The standards were often characterized by McREL and DOE officials2
as (a) too broad and vague; (b) more like classroom activities than statements
of knowledge and skills; (c) “overloaded” (i.e., containing too much
information in single standard statements); (d) too sophisticated for grades
K-2; and (e) lacking clear and consistent distinctions between grade levels.

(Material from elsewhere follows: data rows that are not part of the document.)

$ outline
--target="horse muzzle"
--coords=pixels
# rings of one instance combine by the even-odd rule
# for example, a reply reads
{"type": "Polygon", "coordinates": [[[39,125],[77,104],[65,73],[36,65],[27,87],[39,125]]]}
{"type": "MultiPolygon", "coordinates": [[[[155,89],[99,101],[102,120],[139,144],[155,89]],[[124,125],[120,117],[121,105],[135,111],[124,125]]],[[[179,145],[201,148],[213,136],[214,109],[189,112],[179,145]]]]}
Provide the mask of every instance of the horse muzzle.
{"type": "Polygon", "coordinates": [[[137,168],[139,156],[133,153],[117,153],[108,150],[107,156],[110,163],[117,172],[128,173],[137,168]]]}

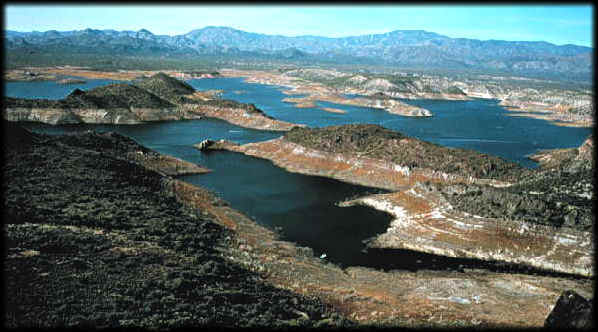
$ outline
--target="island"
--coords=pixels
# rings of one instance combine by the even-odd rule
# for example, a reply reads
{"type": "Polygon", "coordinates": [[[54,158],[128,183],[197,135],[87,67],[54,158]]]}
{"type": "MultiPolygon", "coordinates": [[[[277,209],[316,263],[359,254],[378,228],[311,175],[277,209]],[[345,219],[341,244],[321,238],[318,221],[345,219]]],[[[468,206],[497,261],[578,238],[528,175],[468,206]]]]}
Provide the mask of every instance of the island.
{"type": "Polygon", "coordinates": [[[89,91],[75,89],[60,100],[5,97],[4,101],[3,117],[9,121],[138,124],[212,117],[262,130],[286,131],[301,126],[276,120],[255,105],[219,99],[214,92],[196,91],[164,73],[133,84],[110,84],[89,91]]]}
{"type": "Polygon", "coordinates": [[[394,216],[370,247],[593,276],[591,139],[575,160],[540,169],[378,125],[294,128],[264,142],[216,143],[207,148],[268,159],[291,172],[392,190],[342,202],[394,216]]]}

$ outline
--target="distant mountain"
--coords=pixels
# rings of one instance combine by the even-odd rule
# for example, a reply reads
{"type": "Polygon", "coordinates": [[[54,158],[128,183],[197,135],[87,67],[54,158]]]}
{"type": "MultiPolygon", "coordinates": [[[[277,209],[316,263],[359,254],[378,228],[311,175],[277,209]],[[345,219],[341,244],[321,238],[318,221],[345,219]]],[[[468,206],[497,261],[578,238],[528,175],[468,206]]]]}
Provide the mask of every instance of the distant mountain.
{"type": "Polygon", "coordinates": [[[205,27],[177,36],[150,31],[85,29],[4,33],[7,51],[112,55],[235,55],[287,60],[370,62],[404,68],[493,70],[591,79],[593,48],[547,42],[449,38],[423,30],[397,30],[342,38],[286,37],[205,27]]]}

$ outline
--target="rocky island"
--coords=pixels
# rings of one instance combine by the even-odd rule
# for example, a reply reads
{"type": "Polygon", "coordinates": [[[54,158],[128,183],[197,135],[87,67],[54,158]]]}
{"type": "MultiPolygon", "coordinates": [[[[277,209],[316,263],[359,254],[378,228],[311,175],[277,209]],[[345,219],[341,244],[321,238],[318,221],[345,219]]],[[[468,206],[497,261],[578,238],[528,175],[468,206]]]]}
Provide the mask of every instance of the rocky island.
{"type": "Polygon", "coordinates": [[[7,326],[538,327],[563,289],[592,296],[562,276],[341,269],[124,136],[3,129],[7,326]]]}
{"type": "Polygon", "coordinates": [[[269,159],[292,172],[394,191],[343,203],[395,217],[371,247],[593,275],[593,166],[587,152],[573,165],[532,170],[377,125],[296,128],[270,141],[219,142],[215,148],[269,159]]]}
{"type": "Polygon", "coordinates": [[[294,125],[264,114],[254,105],[222,100],[195,91],[185,82],[158,73],[135,81],[75,89],[60,100],[5,97],[3,117],[9,121],[49,124],[137,124],[148,121],[219,118],[263,130],[289,130],[294,125]]]}
{"type": "Polygon", "coordinates": [[[285,94],[305,94],[305,97],[286,99],[296,103],[297,107],[315,107],[314,101],[322,100],[383,108],[400,115],[430,116],[429,111],[414,109],[399,99],[484,98],[500,100],[500,105],[513,111],[513,116],[544,119],[562,126],[591,127],[594,123],[591,90],[571,89],[556,82],[524,77],[446,77],[406,72],[374,74],[321,68],[227,69],[221,73],[224,77],[245,77],[249,83],[282,86],[286,88],[282,90],[285,94]],[[360,97],[344,97],[347,94],[360,97]]]}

To the criticism that the standards were too broad and vague and lacking clear and consistent distinctions between grade levels, the writing team explained that although the standards were to be used as a basis for state assessment, the standards were also for classroom instruction, and they wanted to preserve a set of standards that provided for local flexibility. With respect to other criticisms, the writing team disagreed that including verbs such as “communicate,” “describe,” or “analyze” in the standards turned them into classroom activities instead of content standards. The writing team felt the use of these “dynamic” verbs encourages an active view of teaching mathematics (which was one of their original goals). With respect to some standards being “overloaded” with too much information, the mathematics writing team felt that these standards would help convey mathematics as integrated and holistic. To separate them, the writing team felt, would lead to a portrayal of mathematics as a set of isolated facts and topics.

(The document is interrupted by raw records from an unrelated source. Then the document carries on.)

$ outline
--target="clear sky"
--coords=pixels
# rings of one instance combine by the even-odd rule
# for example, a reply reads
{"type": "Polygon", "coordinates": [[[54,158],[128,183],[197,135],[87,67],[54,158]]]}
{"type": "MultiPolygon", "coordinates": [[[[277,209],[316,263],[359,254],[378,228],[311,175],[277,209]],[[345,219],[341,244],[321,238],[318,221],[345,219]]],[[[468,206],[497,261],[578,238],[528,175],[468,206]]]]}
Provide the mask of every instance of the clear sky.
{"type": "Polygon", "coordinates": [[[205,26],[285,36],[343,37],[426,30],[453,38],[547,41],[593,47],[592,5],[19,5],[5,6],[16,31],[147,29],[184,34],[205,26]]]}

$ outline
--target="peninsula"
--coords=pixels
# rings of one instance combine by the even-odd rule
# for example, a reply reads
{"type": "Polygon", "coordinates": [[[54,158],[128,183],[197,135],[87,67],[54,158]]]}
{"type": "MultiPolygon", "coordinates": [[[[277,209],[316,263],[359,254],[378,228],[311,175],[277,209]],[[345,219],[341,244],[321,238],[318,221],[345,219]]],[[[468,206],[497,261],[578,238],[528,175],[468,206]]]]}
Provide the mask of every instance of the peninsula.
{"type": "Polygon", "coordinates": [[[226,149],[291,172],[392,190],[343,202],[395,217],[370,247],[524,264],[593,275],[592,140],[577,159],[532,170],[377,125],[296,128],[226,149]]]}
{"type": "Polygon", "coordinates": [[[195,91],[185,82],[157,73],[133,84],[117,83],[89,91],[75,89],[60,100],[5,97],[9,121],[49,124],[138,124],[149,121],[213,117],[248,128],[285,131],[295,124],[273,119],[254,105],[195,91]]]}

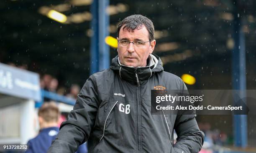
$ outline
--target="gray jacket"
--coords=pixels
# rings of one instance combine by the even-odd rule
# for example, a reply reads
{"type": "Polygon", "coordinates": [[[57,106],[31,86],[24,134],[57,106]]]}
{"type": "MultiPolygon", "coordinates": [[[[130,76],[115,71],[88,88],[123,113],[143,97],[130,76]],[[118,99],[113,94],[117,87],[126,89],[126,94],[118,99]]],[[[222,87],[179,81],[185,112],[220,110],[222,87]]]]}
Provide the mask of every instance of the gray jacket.
{"type": "Polygon", "coordinates": [[[198,153],[204,135],[194,115],[151,115],[151,90],[187,88],[164,71],[159,57],[151,54],[148,61],[135,68],[117,56],[110,68],[91,75],[47,152],[74,152],[87,141],[89,153],[198,153]]]}

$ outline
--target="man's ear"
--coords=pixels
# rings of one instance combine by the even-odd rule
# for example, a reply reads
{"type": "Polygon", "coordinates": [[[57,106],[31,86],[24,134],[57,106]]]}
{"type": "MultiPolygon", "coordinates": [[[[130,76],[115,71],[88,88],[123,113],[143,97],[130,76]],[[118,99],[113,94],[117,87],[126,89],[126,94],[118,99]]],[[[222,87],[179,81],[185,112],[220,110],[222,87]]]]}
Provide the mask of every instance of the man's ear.
{"type": "Polygon", "coordinates": [[[154,39],[152,41],[150,42],[150,51],[149,53],[150,54],[153,53],[153,51],[154,50],[154,49],[155,48],[155,46],[156,45],[156,40],[154,39]]]}

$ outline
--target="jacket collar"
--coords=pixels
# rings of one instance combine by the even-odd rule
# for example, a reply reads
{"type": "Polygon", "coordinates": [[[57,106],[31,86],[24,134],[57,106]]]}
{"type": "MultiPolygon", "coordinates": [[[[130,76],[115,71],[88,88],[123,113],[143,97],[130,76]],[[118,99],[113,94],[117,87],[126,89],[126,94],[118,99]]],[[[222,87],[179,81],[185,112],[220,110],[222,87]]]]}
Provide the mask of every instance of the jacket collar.
{"type": "Polygon", "coordinates": [[[148,59],[149,62],[147,66],[135,68],[121,64],[118,55],[112,59],[110,68],[122,79],[140,86],[153,76],[155,73],[164,70],[162,62],[156,55],[150,54],[148,59]]]}

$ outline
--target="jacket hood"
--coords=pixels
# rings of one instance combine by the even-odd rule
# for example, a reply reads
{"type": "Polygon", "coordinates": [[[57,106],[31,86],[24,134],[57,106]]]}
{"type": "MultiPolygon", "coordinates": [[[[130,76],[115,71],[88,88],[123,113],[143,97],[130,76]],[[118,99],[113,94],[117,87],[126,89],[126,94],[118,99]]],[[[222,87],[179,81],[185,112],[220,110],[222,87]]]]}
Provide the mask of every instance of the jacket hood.
{"type": "Polygon", "coordinates": [[[159,57],[151,54],[149,54],[148,59],[149,62],[147,66],[134,68],[121,64],[117,55],[112,59],[110,68],[122,79],[139,86],[155,73],[164,70],[162,62],[159,57]]]}

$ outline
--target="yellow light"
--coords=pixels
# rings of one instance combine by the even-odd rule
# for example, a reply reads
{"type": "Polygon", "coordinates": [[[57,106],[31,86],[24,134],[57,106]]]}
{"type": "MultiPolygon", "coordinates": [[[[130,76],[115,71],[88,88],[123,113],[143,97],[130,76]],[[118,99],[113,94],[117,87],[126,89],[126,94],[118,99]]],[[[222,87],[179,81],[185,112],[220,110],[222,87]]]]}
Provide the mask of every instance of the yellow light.
{"type": "Polygon", "coordinates": [[[107,36],[105,38],[105,42],[110,46],[114,48],[117,48],[118,41],[117,39],[111,36],[107,36]]]}
{"type": "Polygon", "coordinates": [[[195,83],[195,78],[188,74],[184,74],[182,75],[182,79],[188,85],[192,85],[195,83]]]}
{"type": "Polygon", "coordinates": [[[67,21],[67,16],[56,10],[51,10],[47,14],[48,18],[61,23],[67,21]]]}

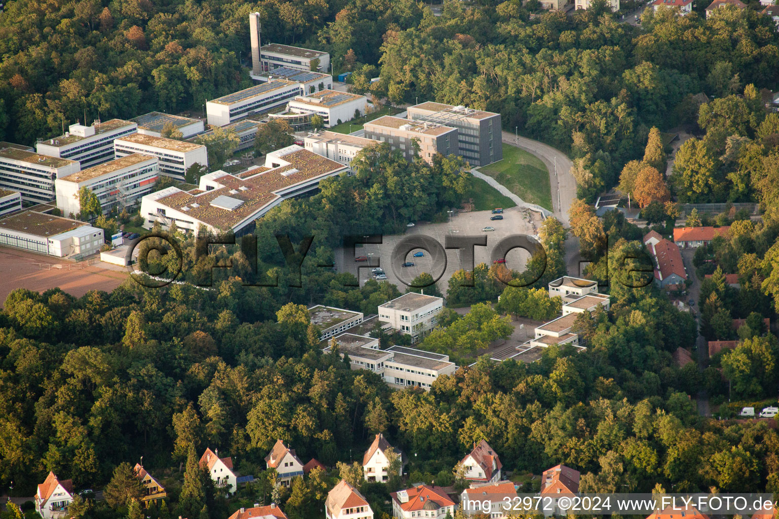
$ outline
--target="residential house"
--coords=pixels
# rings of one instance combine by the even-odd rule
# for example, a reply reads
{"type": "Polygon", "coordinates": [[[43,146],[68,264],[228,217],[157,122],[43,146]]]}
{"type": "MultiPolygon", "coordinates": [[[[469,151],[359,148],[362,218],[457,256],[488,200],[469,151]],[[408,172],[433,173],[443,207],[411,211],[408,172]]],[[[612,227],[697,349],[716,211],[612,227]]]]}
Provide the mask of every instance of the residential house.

Although compromising at times, the writing team used a variety of strategies to counter the pressure to make changes to the standards and to maintain as much of their original intent for the standards as possible. Strategies included: (1) keeping the number of standards to a minimum forcing the standards to be written at broader levels of generality; (2) agreeing to make more changes to the Number / Measurement standards than those in Geometry, Algebra and Data Analysis; and (3) using performance activities (examples that were included alongside the standards showing how they could be implemented in the classroom) to: (a) counter standards written in language more traditional than they wanted; (b) provide clarity to what the DOE felt were “vague” standards; (c) show increasing levels of sophistication for standards that were not significantly different across the grade levels; and (d) provide examples of how students could achieve standards deemed too sophisticated by reviewers (particularly for grades K-2). Despite the on-going debates and numerous concerns over the standards, DOE officials eventually acquiesced to the mathematics education community’s wishes and the new mathematics standards were officially adopted by Florida’s State Board of Education in May 1996.
In the first
year of development, the writing team, consisting entirely of mathematics
educators, strategically used the language and structure of the standards to
convey their goals for reform in mathematics education. During the second year of development, as
the standards underwent revision and non-mathematics educators entered the
process, numerous debates erupted.
Although debates occurred primarily over issues of language, it was the
multiple and symbolic meanings of the language and structure of the standards
that formed the basis for these debates.
Notes
1. In 1998,
Florida once again revised their mathematics standards by adding sample, grade-level
benchmarks; however, that effort was not included in this study.
2. “McREL”
and “DOE officials” as used here does not imply unanimity of opinions by the
various individual members within the DOE / McREL who participated in the
process to revise the standards.
References
Hall, P. (1997). “Policy as the transformation of intentions:
Producing program from statute.” The
Sociological Quarterly, 38(3), pp. 439-467.
NCTM (1989). The
Curriculum and Evaluation Standards for School Mathematics. Reston, VA: Author.
Jacob, E.
(1987). “Qualitative Research
Traditions: A Review.” Review of Educational Research, 57 (1),
1-50.
Placier, M. (1998). The
Development of Missouri’s “Show Me” State Standards: The Politics of Language. Paper presented at the annual meeting of
AERA, San Diego, CA.
Ravitch, D. (1995). National
Standards in American Education: A Citizen’s Guide. Washington, DC: Brookings Institution.